ElsieMc · 07/01/2013 14:20

You need to leave this situation now. Years ago I ran a home support serviice with paid and unpaid staff. One vulnerable lady became very, very demanding of me and insisted on a rota of only three staff. Unfortunately two became ill and I had to send two other experienced staff over a weekend. I was phoned on the Monday by her daughter telling me she was in hospital after attempting to take her life because of what I had done.

I felt so terrible, I rang social services immediately to surrender the contract as we had let her down. The SW told me that on the Sunday the lady in question had had a fierce row with her children which resulted in her taking an OD. It had nothing to do with me at all.

When you become involved - in your case for genuine, caring reasons - with vulnerable, lonely and sometimes very needy people you need the support of an experienced, salaried volunteer manager certainly not the fool you have. Leave.

SantasENormaSnob · 07/01/2013 14:21

I wouldn't hesitate in quitting.

And I wouldn't be going in tonight either.

If the stuff has to be returned could your dad just wait in the car for 10 minutes?

mamaslatts · 07/01/2013 14:24

If your dad can give you a lift, can you take all the stuff back tonight but just come home again? That way its a just in/out, 'sorry, dad waiting in the car, have an emergency to tend to' off you go?

Cheddars · 07/01/2013 14:24

As an alternative (if you can bear it) you could tell her that you're increasing your work hours from the beginning of February. This means you'll be able to to do 4 more classes, giving her time to find another victim volunteer and to sort out all the financial stuff. You can be completely guilt-free then.

Selks · 07/01/2013 14:24

Sounds like a good plan OP. And do book a taxi home. You're prioritising the group leader's feelings over your own on this - never mind how she might be feeling, if it is likely to be an awkward ride home then just book a taxi. Put your needs first - she hasn't.

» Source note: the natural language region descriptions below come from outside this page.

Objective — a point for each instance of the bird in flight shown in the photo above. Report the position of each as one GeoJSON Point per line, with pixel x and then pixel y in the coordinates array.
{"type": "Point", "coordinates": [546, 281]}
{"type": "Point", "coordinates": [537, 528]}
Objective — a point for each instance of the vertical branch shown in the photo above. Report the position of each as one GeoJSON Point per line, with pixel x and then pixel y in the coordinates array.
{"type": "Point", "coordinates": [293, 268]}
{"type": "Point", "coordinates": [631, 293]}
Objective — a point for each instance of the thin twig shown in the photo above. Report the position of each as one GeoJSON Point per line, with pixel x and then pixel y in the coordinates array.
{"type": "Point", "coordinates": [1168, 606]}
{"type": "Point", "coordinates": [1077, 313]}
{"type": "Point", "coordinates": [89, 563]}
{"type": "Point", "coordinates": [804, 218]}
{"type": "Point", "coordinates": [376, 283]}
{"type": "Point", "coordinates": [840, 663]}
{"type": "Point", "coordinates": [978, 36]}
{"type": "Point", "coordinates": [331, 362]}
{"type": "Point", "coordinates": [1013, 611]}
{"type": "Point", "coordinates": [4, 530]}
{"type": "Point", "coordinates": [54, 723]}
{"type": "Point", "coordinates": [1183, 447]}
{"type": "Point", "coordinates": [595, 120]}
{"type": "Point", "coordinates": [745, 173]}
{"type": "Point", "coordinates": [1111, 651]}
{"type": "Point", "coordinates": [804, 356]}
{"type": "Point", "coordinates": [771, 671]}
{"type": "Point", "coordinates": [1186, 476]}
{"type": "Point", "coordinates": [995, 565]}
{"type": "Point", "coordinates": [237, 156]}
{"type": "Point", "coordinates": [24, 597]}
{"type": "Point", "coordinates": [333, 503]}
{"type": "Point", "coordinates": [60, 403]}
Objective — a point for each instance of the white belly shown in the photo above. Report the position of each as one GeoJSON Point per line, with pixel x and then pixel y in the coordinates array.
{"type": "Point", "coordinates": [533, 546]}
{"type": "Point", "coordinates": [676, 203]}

If you are very concerned about M - i.e. risk of harming herself - you could always call the police to do a welfare check at her house or call the local mental health crisis team to see her. Do cut all ties though.

Let us know how you go. Good luck, and stay strong.

Selks · 07/01/2013 14:26

To be honest, I'd be inclined to tell the group leader exactly why you are leaving - that she has been pushy and overbearing and has constantly attempted to harrass you into doing tasks that you have clearly said that you do not want to. Appalling way to treat a volunteer and totally taking advantage of you.

WinterWinds · 07/01/2013 14:29

Yes, Agree with Cheddars, If You feel physically sick at the thought of going tonight then i would be inclined to phone/text the leader and tell her that you are ill and that you will no longer be continuing at the club.

You have to concentrate on your own well being.

If M continues to contact you tell her Firmly that you are no longer a volunteer for the club and all contact must stop. If she ignores this then report to the police.

WinterWinds · 07/01/2013 14:31

Sorry x posted with everyone else Blush

FannyFifer · 07/01/2013 14:32

My goodness, text the leader person and say you will not be attending tonight or ever again due to personal reasons.
Do not reply to further texts or phonecalls.
You are a volunteer who doesn't want to volunteer anymore, that's it, you don't owe anything to anyone & don't feel guilty or bad about it.